Life is just like a taco - slightly disarranged, yet oh so lovely! Even if it all seemingly falls apart - taco or life - it is still the best thing ever. There’s also a third thing that’s unfailingly good, even if it’s bad, and it is our beloved funny puns. Therefore, a taco and a pun is a marriage made in heaven, and who are we to restrain you from the pleasures of reading one hundred and two taco puns? So, yes, this is our newest installment in our food puns division, nicely encircling two of the best things in life.

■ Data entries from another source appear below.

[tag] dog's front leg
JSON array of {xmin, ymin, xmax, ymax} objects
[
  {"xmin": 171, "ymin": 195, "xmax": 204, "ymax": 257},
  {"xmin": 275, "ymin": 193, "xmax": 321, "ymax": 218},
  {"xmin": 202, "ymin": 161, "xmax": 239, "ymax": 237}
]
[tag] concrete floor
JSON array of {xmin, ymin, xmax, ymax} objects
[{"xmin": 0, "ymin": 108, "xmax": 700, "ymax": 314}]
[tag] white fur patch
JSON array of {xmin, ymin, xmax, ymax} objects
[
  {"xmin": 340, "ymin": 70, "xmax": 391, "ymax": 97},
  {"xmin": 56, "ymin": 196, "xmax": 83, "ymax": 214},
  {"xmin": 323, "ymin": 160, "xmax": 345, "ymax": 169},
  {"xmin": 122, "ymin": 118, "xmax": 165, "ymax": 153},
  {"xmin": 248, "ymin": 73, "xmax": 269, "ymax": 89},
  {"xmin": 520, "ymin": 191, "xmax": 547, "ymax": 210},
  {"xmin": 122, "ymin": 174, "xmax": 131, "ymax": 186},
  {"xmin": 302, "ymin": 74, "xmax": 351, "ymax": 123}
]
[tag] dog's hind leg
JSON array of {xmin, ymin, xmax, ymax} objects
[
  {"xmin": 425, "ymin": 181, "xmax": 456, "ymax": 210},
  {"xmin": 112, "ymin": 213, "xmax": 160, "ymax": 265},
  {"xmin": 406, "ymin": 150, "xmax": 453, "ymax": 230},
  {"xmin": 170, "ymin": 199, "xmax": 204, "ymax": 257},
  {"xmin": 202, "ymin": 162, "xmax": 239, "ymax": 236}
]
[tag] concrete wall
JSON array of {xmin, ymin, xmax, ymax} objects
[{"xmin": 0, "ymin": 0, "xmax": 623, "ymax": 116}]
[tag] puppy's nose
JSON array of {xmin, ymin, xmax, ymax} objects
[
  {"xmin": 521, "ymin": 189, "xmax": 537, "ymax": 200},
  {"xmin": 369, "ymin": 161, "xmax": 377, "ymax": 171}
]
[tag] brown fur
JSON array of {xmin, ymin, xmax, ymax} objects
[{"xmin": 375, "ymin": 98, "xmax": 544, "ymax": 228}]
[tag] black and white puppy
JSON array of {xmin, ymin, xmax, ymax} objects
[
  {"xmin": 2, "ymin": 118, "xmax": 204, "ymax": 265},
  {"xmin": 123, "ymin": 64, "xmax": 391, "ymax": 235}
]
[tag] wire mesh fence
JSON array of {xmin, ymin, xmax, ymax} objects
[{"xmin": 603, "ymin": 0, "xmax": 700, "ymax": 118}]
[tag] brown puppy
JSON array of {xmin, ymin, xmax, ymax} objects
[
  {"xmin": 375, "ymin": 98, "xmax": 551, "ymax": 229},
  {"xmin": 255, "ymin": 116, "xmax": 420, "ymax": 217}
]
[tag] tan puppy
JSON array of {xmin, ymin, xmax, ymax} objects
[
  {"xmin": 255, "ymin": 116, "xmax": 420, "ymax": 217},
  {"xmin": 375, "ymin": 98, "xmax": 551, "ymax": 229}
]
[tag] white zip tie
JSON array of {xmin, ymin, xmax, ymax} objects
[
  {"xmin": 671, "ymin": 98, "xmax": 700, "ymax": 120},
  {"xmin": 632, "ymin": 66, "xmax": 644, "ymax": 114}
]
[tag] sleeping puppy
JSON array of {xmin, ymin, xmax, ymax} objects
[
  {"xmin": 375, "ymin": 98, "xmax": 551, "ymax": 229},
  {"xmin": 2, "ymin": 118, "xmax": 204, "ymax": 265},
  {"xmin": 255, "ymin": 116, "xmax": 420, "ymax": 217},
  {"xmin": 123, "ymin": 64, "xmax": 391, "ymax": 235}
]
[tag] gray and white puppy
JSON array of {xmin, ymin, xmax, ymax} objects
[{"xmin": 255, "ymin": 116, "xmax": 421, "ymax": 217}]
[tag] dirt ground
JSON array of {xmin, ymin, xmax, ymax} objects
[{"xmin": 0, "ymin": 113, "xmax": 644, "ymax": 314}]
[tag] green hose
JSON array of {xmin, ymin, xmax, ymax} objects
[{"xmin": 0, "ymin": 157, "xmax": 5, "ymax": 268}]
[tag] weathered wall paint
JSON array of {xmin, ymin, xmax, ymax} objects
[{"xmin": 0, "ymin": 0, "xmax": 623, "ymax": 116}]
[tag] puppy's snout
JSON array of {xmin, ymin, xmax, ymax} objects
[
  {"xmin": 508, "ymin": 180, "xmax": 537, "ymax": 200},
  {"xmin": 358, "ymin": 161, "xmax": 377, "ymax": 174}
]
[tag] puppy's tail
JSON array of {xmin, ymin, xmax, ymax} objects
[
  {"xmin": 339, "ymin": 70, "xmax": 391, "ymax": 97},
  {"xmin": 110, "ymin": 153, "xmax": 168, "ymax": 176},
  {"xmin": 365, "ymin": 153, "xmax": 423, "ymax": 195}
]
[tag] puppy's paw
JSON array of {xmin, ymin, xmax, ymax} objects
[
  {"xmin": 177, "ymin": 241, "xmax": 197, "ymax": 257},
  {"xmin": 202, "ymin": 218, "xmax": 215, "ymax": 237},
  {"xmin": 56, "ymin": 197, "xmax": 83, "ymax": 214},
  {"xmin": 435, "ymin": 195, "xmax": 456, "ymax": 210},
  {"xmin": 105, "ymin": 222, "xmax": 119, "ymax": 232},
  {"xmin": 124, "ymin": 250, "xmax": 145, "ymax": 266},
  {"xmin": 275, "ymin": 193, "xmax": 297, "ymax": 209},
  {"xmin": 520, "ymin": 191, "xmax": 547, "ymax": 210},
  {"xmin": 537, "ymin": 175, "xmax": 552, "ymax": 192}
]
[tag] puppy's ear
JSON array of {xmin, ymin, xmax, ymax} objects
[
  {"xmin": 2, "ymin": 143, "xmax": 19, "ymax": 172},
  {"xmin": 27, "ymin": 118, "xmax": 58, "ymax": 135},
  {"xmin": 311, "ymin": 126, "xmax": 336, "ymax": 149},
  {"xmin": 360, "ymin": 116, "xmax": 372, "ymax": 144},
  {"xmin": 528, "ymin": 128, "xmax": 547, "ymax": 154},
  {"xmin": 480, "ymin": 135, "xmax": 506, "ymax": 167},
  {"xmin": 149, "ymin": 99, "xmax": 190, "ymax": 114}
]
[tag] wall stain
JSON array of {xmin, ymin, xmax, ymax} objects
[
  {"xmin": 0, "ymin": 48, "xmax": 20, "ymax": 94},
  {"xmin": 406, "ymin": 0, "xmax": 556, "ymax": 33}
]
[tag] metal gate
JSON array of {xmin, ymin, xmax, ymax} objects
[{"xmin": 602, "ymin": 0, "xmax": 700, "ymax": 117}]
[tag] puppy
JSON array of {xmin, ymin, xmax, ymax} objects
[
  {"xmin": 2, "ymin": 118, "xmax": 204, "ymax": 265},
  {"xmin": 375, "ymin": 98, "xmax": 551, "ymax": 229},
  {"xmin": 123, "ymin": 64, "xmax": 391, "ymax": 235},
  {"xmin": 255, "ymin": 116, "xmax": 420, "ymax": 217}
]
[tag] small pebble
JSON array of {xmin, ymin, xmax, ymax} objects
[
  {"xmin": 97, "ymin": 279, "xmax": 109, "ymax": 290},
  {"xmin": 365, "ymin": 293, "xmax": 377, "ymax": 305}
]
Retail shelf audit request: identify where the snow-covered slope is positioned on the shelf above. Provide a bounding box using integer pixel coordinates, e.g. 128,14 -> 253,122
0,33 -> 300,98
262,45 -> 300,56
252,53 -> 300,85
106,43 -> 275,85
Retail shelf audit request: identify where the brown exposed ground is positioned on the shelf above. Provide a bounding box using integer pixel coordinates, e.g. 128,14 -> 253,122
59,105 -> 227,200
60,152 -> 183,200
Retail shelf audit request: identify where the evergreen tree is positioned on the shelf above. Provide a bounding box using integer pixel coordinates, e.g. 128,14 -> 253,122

We’ve done some research on the very natural question that you might have now - what is older, a taco or a pun? As we all know, the original master of smart puns was Shakespeare himself; thus, we can state that such a form of wordplay originated somewhere at the end of the sixteenth century. Now, as we all can agree, a taco wasn’t invented by the same Shakespeare, but rather by the indigenous people living in the Valley of Mexico way before the Spanish conquistadors came there. So, ages before the sixteenth century, although the first taco feast experienced by European conquistadors was early in that same century, as documented by Bernal Diaz del Castillo. Who was there and ate the beautiful tacos himself. Thus, the answer to the aforementioned question is this - a taco predates a pun, but they’ve managed to happily coexist since, basically, forever.
Let that be a conclusion to our history lesson here, and let’s just skip right to the magnificent taco puns. They are, as always, just a bit further down! Once you’re there and find a silly pun that makes you giggle, be sure to vote for it. Finally, share this article with anyone who’s in need of a corny pun or two today!
To teach my kids about democracy, I let them vote on dinner. They picked pizza. Then I made tacos because they don’t live in a swing state.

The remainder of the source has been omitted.